Re your #8 -
It seems that Scalia was using his rifle in NY for cometitive shooting in a military school.
As far as I know, the military hasn't had a lot to do with "hunting" either lately.
But then again, the 2nd A. really isn't about the standing military, either. Although I think it was presumed during the founding that the National Military (which was supposed to be kept at a minimum) and the local Militias were supposed to be working cooperatively.
Of course, after the Civil War, the Federal Gov't. seems to have reconsidered the idea of relative local / State military autonomy, and that was pretty much the end of the "Militia" system as a serious tactical element in America.
By the mid 1890s the "Militia" became "National Guard", subject to federalization.
So much for "State's Rights", as Roe V. Wade has pretty much demonstrated.
Well perhaps with S. Dakota passing a ban on abortion,
States Rights will be revisited again real soon
But then again, the 2nd A. really isn't about the standing military, either.

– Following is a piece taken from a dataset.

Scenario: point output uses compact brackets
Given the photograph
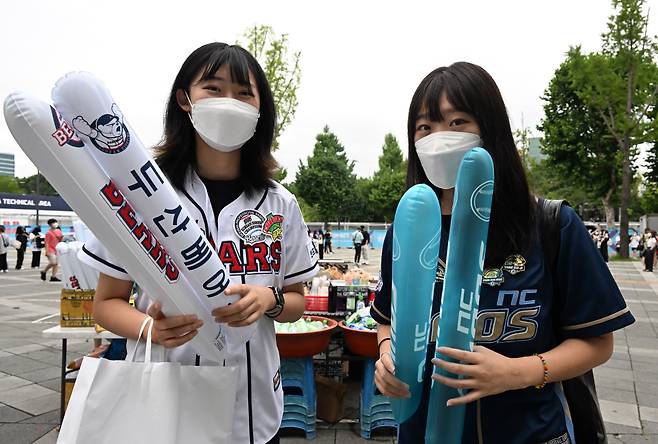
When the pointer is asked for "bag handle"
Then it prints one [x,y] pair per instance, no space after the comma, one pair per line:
[147,355]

Although I think it was presumed during the founding that the National Military (which was supposed to be kept at a minimum) and the local Militias were supposed to be working cooperatively.

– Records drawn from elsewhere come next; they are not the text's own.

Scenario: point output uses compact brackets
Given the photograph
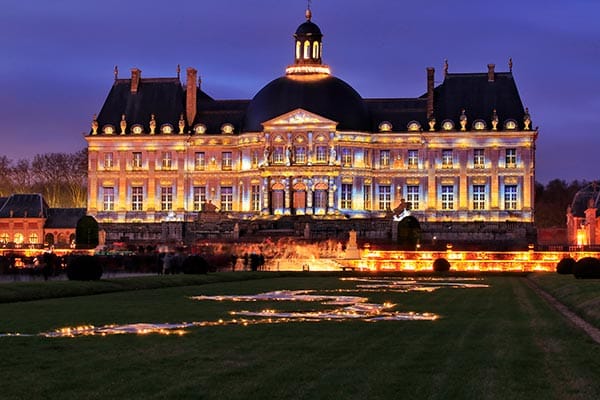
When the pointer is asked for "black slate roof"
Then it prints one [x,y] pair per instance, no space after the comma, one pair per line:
[331,98]
[24,205]
[64,217]
[478,97]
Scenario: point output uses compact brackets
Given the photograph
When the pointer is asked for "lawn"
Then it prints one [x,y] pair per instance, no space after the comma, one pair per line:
[500,342]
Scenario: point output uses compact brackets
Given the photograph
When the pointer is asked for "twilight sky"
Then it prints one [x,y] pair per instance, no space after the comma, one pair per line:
[57,59]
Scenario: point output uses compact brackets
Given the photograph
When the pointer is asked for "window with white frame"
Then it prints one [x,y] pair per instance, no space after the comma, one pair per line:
[167,160]
[346,195]
[226,161]
[255,197]
[108,198]
[511,158]
[412,160]
[447,197]
[478,197]
[384,158]
[226,198]
[478,158]
[137,198]
[385,197]
[166,198]
[367,197]
[447,158]
[510,197]
[412,196]
[136,161]
[109,161]
[199,160]
[198,197]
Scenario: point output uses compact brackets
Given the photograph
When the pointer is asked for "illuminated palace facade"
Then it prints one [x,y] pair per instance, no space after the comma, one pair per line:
[308,144]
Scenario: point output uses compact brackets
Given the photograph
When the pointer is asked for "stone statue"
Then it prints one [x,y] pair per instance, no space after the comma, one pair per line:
[152,125]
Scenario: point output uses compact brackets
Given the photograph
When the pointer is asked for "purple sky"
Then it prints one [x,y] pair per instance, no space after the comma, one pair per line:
[57,59]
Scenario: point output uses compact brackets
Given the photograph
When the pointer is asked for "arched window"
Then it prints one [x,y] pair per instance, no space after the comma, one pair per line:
[19,238]
[33,239]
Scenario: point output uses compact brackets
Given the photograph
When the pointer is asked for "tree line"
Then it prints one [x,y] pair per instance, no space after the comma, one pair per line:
[60,177]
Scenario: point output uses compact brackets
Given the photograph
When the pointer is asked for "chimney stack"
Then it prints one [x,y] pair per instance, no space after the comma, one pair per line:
[430,87]
[491,74]
[190,97]
[136,75]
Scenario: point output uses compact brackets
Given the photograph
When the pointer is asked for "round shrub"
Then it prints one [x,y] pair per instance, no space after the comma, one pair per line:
[84,268]
[587,268]
[565,266]
[441,265]
[195,265]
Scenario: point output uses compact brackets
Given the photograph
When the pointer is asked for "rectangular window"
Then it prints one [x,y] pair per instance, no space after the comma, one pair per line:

Of course, after the Civil War, the Federal Gov't. seems to have reconsidered the idea of relative local / State military autonomy, and that was pretty much the end of the "Militia" system as a serious tactical element in America.

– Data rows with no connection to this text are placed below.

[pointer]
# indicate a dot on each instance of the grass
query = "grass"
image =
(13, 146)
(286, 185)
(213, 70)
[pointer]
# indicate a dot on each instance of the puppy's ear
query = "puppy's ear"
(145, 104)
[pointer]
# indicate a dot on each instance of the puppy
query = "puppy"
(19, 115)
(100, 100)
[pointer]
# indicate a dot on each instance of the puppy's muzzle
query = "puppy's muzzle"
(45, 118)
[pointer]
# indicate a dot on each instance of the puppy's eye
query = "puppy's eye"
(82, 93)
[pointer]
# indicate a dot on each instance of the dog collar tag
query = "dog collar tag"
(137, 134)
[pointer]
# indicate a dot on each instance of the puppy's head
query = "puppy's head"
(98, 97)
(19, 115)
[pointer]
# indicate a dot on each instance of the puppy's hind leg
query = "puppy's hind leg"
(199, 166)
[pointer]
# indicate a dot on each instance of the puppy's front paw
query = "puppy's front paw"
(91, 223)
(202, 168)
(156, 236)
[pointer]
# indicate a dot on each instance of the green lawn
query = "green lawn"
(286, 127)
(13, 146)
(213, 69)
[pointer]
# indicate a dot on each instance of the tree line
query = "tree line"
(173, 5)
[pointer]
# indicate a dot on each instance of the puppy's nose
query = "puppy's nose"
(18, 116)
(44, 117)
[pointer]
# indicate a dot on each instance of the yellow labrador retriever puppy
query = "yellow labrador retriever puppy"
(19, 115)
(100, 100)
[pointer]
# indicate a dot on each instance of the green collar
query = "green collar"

By the mid 1890s the "Militia" became "National Guard", subject to federalization.
Of course, after the Civil War, the Federal Gov't. seems to have reconsidered the idea of relative local / State military autonomy, and that was pretty much the end of the "Militia" system as a serious tactical element in America. By the mid 1890s the "Militia" became "National Guard", subject to federalization.
Historically and legally inaccurate. Too many errors to cover in detail so here are the bullets
1.The courts have recognized the existence of the Militia without exception, since the civil war. From Presser v Illinois 1879
It is undoubtedly true that all citizens capable of bearing
arms constitute the reserved military force or reserve militia of the United States as well as of the States, and in view of this prerogative of the general government, as well as of its general powers, the States cannot, even laying the constitutional provision in question out of view, prohibit the people from keeping and earing arms, so as to deprive the United States of their rightful
resource for maintaining the public security, and disable the people from performing their duty to the general government.
2. The reserve militia of the United States is a concept and legal construct completely separate from the National Guard. The idea the one morphed into the other is a liberal construct not backed by legislation or legal decision.